Enrique Pérez Campuzano writes,
I’m using a multilevel logistic model to predict the probabilities of internal migration in Mexico. My level 1 are persons and level two cities. I ran some analysis with a small sample of my dataset in R using lmer as you do. The model, I think, fits well, but I was wondering if the assumption of 50/50 for probabilities can be applied to data when the distribution of the response variable is not 50/50 or when the cutoff point is not 50. In my data only the .7% of population moved from a city to another one. In this kind of data, can we use the “divide by 4 rule” for the estimation of probabilities? or can we change the cutoff point to improve the coefficients in lmer command (for example logistic regression SPSS allows th change the cutoff point)?
Second, as I said, this small model is only the beginning. My real data are around 10,000,000 individuals from a special sample from the Mexican Census. Is any problem in estimations in this kind of samples? In think the computational problem is more or less solved because University of California at San Diego allows me to run the analysis in the supercomputing center.
1. That’s right, when the probabilities are far from 1/2, you can’t use the divide-by-4 rule. See Section 5.7 of our book for discussions of how to compute the appropriate probability changes.

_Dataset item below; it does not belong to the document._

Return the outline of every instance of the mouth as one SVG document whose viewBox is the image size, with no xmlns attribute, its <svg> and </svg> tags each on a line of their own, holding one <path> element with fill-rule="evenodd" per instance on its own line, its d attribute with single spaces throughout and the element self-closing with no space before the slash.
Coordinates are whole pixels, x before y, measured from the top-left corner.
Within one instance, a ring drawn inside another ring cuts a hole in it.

2. I’m pretty sure that R will choke on datasets of size 10 million; you might try Stata. (We have some example code in Appendix C on fitting multilevel models in Stata and other languages.) Another way to look at it is, if you have 10 million data points, you can probably start by fitting a model separately to different subsets of the data–that’s how I’d probably go. You can fit the separate multilevel models for different demographic groups, then postprocess in some way, for example using plots or second-level regressions fit to the estimated coefficients.